Regular Expressions and Special Variables

Special Variables

$_ is the “default input and pattern matching” variable; the default input is often the current line of a file

@_ is the list of incoming parameters to a subroutine

See Well House Consultants

$. is the current input file

$$ is the current process ID

$^O is the operating system (that’s an “Oh”)

$#_ is the index number of the last parameter

A basic pattern-matching loop

while ($my_var = <MY_FILE_HANDLE>) {

if ($my_var =~ /search_pattern/) {

# Notice that =~
# It’s the “search/match” operator

# Also, use those / / characters for
# MUCH faster operation!
print MY_FILE_HANDLE $my_var;
# We just printed to the file

}
# Alternately, just dump the line:
print $my_var;

}

If you run this loop but don’t name a loop variable, $_ is already waiting for you:

while (<MY_FILE_HANDLE>) {

/search_pattern/ and print MY_FILE_HANDLE ;

print ;
}

@_ # The array of incoming parameters supplied to a subroutine.

@_
# The whole array

@_[0]
# The first element of the array

@_[1]
# The second element

@#_
# This one’s odd: it’s the index of the last element (which is not quite the same as the count, because this is a zero-based array).

sub call_me {
print “Element zero is ” . @_[0] . “\n”;
print “There were ” , $#_+1 , “\n”;
}

use English;

This is a pragma.

Allows addressing @_ as @ARG

Allows addressing $$ as $PID

 

This is why we learned about =~.

$my_string = “I’m hard at work.\n”;

if ($my_string =~ /work/) {
print “He’s working.\n”;
}

Metacharacters

\n

\t

\d
# matches any single digit

\w
# matches any letter, digit or the underscore

\s
# matches any space (white space): space, tab, \n, \r

Capitalize any of the above to invert its meaning.

^
# Beginning of line or string
/^string/

$
# End of line or string
/string$/

.
# Generic wildcard character: matches any ONE character
# so /x.z/ matches x1z, xSz, x-z, etc.
/str.ng/

*
#Preceding character match: matches the preceding character ZERO OR MORE TIMES
/s*ring/

One use of * is with the dot character, when any number of any characters could appear at that position:
/this.*/
Matches “this followed by anything.”

+
# Preceding character match: matches the preceding character ONE OR MORE TIMES
/xy+z/

?
# Preceding character match: matches the preceding character ZERO OR ONE TIMES
/xy?z/

Create groups of optional characters with parentheses:

/Fred(die)?/

 

Combining expressions

/^http:.+html?/

 

Character Classes

/[qwerty]/
# matches any of q, w, e, r, t or y

/[^qwerty]/
# DOESN’T match any of q, w, e, r, t or y
# Be darn careful where that ^ is.

 

Flags

/string/i
# case-insensitive

s/match_string/replacement_string/g
# search; replace; global
# g also tells Perl to return to its last position
# in the string on the next iteration

 

Subexpressions

if ($_ =~ /heck|darn|dang|fooey/) {

print “This mild cussing is present in this line: $1.\n”;
}

The $1 variable holds the string that produced the match.
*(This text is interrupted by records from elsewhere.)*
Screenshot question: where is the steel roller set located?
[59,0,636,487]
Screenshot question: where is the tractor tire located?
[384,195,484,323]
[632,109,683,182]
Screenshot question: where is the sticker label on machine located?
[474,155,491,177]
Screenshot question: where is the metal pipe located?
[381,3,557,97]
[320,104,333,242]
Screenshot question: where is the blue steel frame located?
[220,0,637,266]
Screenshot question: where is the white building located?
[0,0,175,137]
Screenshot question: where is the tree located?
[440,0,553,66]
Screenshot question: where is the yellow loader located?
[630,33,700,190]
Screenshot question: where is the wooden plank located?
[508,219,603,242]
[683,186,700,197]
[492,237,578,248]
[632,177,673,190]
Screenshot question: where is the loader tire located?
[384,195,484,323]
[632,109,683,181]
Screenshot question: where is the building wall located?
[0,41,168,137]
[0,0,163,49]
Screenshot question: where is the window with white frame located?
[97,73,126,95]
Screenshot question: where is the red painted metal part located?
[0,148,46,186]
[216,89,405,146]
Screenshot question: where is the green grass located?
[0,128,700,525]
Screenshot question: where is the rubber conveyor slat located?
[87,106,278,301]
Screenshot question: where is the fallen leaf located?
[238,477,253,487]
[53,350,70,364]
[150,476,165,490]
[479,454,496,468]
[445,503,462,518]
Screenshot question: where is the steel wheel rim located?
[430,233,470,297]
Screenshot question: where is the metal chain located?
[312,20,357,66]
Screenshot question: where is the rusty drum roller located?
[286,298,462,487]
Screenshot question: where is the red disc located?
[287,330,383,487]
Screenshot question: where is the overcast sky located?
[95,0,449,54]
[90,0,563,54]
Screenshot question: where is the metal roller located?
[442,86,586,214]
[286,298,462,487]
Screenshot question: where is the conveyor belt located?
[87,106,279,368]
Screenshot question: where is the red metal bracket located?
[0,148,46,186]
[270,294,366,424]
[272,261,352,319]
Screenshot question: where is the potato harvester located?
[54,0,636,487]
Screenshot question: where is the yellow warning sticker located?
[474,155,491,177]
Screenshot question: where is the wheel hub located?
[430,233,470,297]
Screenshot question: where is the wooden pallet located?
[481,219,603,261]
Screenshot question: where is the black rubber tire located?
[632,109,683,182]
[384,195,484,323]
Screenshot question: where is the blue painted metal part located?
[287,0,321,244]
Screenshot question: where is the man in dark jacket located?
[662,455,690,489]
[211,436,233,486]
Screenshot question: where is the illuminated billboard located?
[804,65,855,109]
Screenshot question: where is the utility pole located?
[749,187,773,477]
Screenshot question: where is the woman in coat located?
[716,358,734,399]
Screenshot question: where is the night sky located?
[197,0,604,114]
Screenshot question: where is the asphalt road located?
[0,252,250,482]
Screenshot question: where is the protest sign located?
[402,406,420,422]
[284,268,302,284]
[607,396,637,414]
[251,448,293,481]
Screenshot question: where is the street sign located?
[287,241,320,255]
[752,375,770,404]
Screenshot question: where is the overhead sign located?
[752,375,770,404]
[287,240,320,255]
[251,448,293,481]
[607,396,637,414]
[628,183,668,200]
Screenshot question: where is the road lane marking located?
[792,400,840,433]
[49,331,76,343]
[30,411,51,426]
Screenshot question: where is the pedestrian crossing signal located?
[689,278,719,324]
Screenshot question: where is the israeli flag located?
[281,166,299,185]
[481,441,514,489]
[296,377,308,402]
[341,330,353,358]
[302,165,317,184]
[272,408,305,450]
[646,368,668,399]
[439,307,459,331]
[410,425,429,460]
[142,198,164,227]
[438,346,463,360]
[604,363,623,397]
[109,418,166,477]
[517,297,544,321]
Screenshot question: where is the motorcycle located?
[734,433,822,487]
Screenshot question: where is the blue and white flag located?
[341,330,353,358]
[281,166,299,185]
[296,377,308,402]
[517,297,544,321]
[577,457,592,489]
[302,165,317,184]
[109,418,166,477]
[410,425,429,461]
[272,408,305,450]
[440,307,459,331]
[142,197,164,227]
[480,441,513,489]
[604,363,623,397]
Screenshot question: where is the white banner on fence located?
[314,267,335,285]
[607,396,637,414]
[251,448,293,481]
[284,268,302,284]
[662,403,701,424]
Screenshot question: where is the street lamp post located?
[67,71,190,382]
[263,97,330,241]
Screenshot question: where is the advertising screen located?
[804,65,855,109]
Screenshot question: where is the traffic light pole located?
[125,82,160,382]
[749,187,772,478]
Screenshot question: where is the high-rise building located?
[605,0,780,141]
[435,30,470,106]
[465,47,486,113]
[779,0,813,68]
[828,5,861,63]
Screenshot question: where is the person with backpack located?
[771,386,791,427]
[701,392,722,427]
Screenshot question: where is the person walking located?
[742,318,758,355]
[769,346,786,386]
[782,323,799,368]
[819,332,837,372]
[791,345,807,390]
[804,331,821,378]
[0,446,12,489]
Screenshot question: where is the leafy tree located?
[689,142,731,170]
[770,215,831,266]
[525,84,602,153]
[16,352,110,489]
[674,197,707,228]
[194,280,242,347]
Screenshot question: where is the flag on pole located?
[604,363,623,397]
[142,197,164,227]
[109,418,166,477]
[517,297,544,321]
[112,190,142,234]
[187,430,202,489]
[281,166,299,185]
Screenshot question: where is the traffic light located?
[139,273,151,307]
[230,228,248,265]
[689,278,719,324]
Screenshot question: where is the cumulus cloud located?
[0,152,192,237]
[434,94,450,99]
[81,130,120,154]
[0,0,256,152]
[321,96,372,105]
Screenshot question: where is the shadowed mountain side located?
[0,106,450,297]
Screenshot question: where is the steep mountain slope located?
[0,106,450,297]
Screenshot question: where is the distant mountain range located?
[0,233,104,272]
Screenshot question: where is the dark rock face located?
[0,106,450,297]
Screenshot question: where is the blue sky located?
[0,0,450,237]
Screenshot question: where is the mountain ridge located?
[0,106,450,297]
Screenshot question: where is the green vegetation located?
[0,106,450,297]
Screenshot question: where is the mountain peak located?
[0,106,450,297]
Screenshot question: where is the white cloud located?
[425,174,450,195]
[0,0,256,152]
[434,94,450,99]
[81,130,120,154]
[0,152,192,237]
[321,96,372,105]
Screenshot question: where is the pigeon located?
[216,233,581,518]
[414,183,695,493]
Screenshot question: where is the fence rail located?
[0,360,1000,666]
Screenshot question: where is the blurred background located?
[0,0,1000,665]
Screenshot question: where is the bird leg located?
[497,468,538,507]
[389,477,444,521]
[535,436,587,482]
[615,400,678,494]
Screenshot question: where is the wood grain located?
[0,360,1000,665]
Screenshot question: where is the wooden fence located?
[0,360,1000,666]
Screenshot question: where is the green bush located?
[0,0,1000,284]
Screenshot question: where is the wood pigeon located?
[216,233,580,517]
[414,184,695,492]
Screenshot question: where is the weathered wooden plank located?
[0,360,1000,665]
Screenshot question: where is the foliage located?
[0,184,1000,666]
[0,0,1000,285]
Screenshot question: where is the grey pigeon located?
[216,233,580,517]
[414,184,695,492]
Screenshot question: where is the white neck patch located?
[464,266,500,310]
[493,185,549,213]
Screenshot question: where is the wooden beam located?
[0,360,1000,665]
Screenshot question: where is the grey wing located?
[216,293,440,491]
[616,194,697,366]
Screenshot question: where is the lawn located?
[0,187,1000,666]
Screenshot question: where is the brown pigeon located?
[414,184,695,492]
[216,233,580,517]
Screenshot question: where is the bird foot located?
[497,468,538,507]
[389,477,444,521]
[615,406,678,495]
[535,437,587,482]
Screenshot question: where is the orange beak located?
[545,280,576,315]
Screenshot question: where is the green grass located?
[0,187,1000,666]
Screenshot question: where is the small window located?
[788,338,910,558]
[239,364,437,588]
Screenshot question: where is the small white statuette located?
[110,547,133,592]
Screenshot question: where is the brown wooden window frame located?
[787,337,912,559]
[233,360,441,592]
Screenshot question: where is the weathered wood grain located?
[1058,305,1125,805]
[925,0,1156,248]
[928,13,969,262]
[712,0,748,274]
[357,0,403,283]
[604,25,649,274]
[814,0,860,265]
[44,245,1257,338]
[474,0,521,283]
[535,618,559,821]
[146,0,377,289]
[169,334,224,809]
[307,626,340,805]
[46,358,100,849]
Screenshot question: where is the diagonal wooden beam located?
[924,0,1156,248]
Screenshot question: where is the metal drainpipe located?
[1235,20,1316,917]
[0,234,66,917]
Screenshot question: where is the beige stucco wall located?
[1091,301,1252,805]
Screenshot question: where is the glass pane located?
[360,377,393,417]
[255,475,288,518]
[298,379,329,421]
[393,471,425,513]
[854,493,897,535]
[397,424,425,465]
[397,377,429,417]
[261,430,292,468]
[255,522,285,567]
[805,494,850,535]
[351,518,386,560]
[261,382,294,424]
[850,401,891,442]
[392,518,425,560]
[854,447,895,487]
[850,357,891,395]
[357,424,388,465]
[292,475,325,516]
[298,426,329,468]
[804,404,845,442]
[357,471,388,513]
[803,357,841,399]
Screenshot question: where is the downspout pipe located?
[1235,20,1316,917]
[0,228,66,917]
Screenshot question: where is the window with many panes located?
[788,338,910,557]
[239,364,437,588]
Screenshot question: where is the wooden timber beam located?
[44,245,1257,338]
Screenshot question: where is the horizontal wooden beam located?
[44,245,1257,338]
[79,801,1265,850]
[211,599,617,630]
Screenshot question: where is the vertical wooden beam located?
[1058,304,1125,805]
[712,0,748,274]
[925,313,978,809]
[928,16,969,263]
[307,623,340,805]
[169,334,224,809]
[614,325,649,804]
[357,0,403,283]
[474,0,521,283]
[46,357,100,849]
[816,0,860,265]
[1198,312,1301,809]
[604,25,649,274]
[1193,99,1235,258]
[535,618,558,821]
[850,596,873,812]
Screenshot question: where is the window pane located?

If the match was “heck” then $1 = “heck”. If you have two subexpressions, you’ll have $1 and $2, and so forth:

$singer = “Wendy Wall”;
$singer =~ /(\w+) (\w+)/;
# $1 holds “Wendy” and $2 holds “Wall”

 

Search and Replace

$sentence = “This is the usual cat and dog example. It mentions two cats.”;
$sentence =~ s/cat/dog/g;
print $sentence;

 

Resources

The formal Perldoc – http://perldoc.perl.org/perlre.html#Regular-Expressions

Perl Matching With Regular Expressions – a long page with very good detail – http://work.lauralemay.com/samples/perl.html

Troubleshooter.com – with many good examples – http://www.troubleshooters.com/codecorn/littperl/perlreg.htm

Ringofsaturn.com – with more, and detailed, examples – http://networking.ringofsaturn.com/Unix/regex.php

Regular Expression Reference – useful, concise and highly recommended – http://www.regular-expressions.info/reference.html

 

A line from an Apache log file looks like this:

 132.62.20.9 - - [01/Nov/2000:00:00:19 -0400] "GET /news/home/index.htm HTTP/1.1" 200 2285

So let’s hack on this analyzer, called analyze.pl:

#!/usr/bin/perl

# We have to supply the log name as the first command argument
$logfile = $ARGV[0];

unless ($logfile) { die “Usage: analyze.pl <httpd log file>”; }

analyze($logfile);
report();

sub analyze {
my ($logfile) = @_;

open (LOG, “$logfile”) or die “Could not open log $logfile – $!”;

while ($line = <LOG>) {
@fields = split(/\s/, $line);

# Make /about/ and /about/index.html the same URL.
$fields[6] =~ s{/$}{/index.html};

# Log successful requests by file type. URLs without an extension
# are assumed to be text files.
if ($fields[8] eq ‘200’) {
if ($fields[6] =~ /\.([a-z]+)$/i) {
$type_requests{$1}++;
} else {
$type_requests{‘txt’}++;
}
}

# Log the hour of this request
$fields[3] =~ /:(\d{2}):/;
$hour_requests{$1}++;

# Log the URL requested
$url_requests{$fields[6]}++;

# Log status code
$status_requests{$fields[8]}++;

# Log bytes, but only for results where byte count is non-zero
if ($fields[9] ne “-“) {
$bytes += $fields[9];
}
}

close LOG;
}

sub report {
print “Total bytes requested: “, $bytes, “\n”;

print “\n”;

report_section(“URL requests:”, %url_requests);
report_section(“Status code results:”, %status_requests);
report_section(“Requests by hour:”, %hour_requests);
report_section(“Requests by file type:”, %type_requests);
}

sub report_section {
my ($header, %type) = @_;

print $header, “\n”;
for $i (sort keys %type) {
print $i, “: “, $type{$i}, “\n”;
}

print “\n”;
}